If you're a writer yourself, you probably know how some characters just seem to have certain names that feel right for them. I'm dealing with one of these at the moment, as I write my fourth book. She keeps telling me her name is Ophelia.

(The fact that I'm talking about figments of my imagination as if they had independent existence probably tells you something about my mental state, but that's another issue.)

There's only one problem: was the name Ophelia used in ancient Greece?

This is a good example of how much tougher things can be for we poor historical authors. Any contemporary novelist would just use the name and be done with it, but I have to make sure I only use names that can be verified in use for my period.

So this is the perfect opportunity to show you another example of what book research can be like. (Ages ago I did another book research post, and used as my example whether Alexander the First of Macedon competed at the Olympics of 460BC.)

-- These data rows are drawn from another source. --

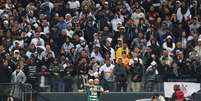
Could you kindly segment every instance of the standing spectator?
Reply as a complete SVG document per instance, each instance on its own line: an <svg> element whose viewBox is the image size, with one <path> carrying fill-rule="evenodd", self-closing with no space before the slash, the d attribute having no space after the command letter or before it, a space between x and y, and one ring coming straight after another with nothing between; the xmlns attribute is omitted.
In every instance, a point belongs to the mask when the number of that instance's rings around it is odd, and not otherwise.
<svg viewBox="0 0 201 101"><path fill-rule="evenodd" d="M128 74L127 69L123 64L122 58L117 60L117 64L114 67L113 73L115 76L116 91L121 92L123 89L123 92L126 92Z"/></svg>
<svg viewBox="0 0 201 101"><path fill-rule="evenodd" d="M142 90L143 70L143 64L140 63L138 58L134 58L133 63L130 65L131 91L140 92Z"/></svg>
<svg viewBox="0 0 201 101"><path fill-rule="evenodd" d="M89 63L86 57L81 57L78 65L77 65L77 72L78 72L78 89L83 90L84 85L88 81L88 73L89 73Z"/></svg>
<svg viewBox="0 0 201 101"><path fill-rule="evenodd" d="M187 21L191 19L191 11L188 8L185 1L182 2L181 6L177 9L177 20L179 22Z"/></svg>
<svg viewBox="0 0 201 101"><path fill-rule="evenodd" d="M104 90L112 92L114 90L114 65L109 59L105 60L105 64L100 67L99 75L101 76L101 83Z"/></svg>
<svg viewBox="0 0 201 101"><path fill-rule="evenodd" d="M126 56L129 56L130 50L129 50L128 45L127 45L126 42L123 42L123 45L117 49L117 51L116 51L116 59L122 57L123 51L126 52Z"/></svg>
<svg viewBox="0 0 201 101"><path fill-rule="evenodd" d="M54 60L50 65L51 70L51 88L53 92L63 91L63 82L61 77L61 67L59 66L58 60Z"/></svg>
<svg viewBox="0 0 201 101"><path fill-rule="evenodd" d="M104 59L99 51L100 44L95 44L94 49L91 53L91 57L94 57L100 64L103 64Z"/></svg>
<svg viewBox="0 0 201 101"><path fill-rule="evenodd" d="M145 71L145 91L156 92L158 89L158 64L152 61Z"/></svg>
<svg viewBox="0 0 201 101"><path fill-rule="evenodd" d="M156 19L159 16L158 12L154 8L154 6L150 7L150 11L147 13L147 19L150 24L155 25L156 24Z"/></svg>
<svg viewBox="0 0 201 101"><path fill-rule="evenodd" d="M6 64L3 61L3 58L0 56L0 83L9 83L10 82L10 70L9 70L9 66L6 66ZM1 91L4 92L5 90L7 90L7 88L0 87ZM5 97L4 96L0 96L0 101L5 101Z"/></svg>
<svg viewBox="0 0 201 101"><path fill-rule="evenodd" d="M14 98L15 101L21 101L23 96L23 88L21 88L26 82L26 75L21 70L19 64L17 64L16 70L12 73L11 83L15 83L11 90L11 96Z"/></svg>
<svg viewBox="0 0 201 101"><path fill-rule="evenodd" d="M171 101L185 101L184 92L181 91L179 85L174 85L174 93L172 94Z"/></svg>
<svg viewBox="0 0 201 101"><path fill-rule="evenodd" d="M168 50L170 53L175 49L175 43L170 35L166 37L165 42L163 43L163 49Z"/></svg>
<svg viewBox="0 0 201 101"><path fill-rule="evenodd" d="M64 69L63 73L63 82L64 82L64 91L65 92L72 92L73 91L73 72L74 67L66 58L65 62L62 64L62 68Z"/></svg>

As it happens, Ophelia is Greek. It comes from ophelos which means help. Ophelia is a female assistant. Case closed? Absolutely not. Plenty of Greek words were never used as names. You probably don't know all that many people whose first name is Helper or Assistant.

A quick search revealed that Ophelia does not appear as a name in any of the classics. Yes, that's a quick search. Thank you, Perseus Digital Classics.

So I did what any sensible person would do. I asked twitter.

Both Elisabeth Black and Seth Lynch came back with the news that the name Ophelia was invented in 1504 by Jacopo Sannazaro for a character in his poem 'Arcadia'. Thanks to them both for finding that!

It's not looking good for my poor non-Ophelia. But as I pointed out a few weeks ago, you can't trust information on web sites. I'm fairly sure Elisabeth and Seth have found the first English usage, and clearly the web site doesn't know of any ancient use, but that doesn't mean it isn't there.

As Sarah Eve Kelly pointed out on twitter, I needed to try fuzzy spellings of Ophelia. Sarah Eve is not only an excellent writer, she's also a PhD student in mediaeval history. She knows all about the joy of variant spellings.

So next move is to trawl the inscription and name lists. Name lists are mostly harvested from the same classics I'd already searched. But there are also books with lists of inscriptions and names taken from funeral stele, so all was not necessarily lost. Oxford University's done a particularly good job at collecting such things.

And there I found that these names have been lifted from inscriptions:

Ophelandros (appears twice)
Ophelion (appears twice)
Ophelon
Ophellios
Ophelleis
Ophellas (appears twice)
Ophelima

But no Ophelia. Nevertheless, these are all cognate, even the Ophelandros, because it's two words stuck together; the andros ending means man. The really good news is the appearance of Ophelion, because that is precisely the male equivalent of Ophelia.

So now we've entered a grey area. There's no known Ophelia, but there's the male version. Am I okay? I think I am, but not as okay as I'd like to be. We certainly don't know every name that was used in ancient times -- all we have to work with are surviving books and bits of stone with writing on them -- on the odds, Ophelia was an ancient name.

I guess I blew away about five hours nailing down that point. And of course, I could still be wrong.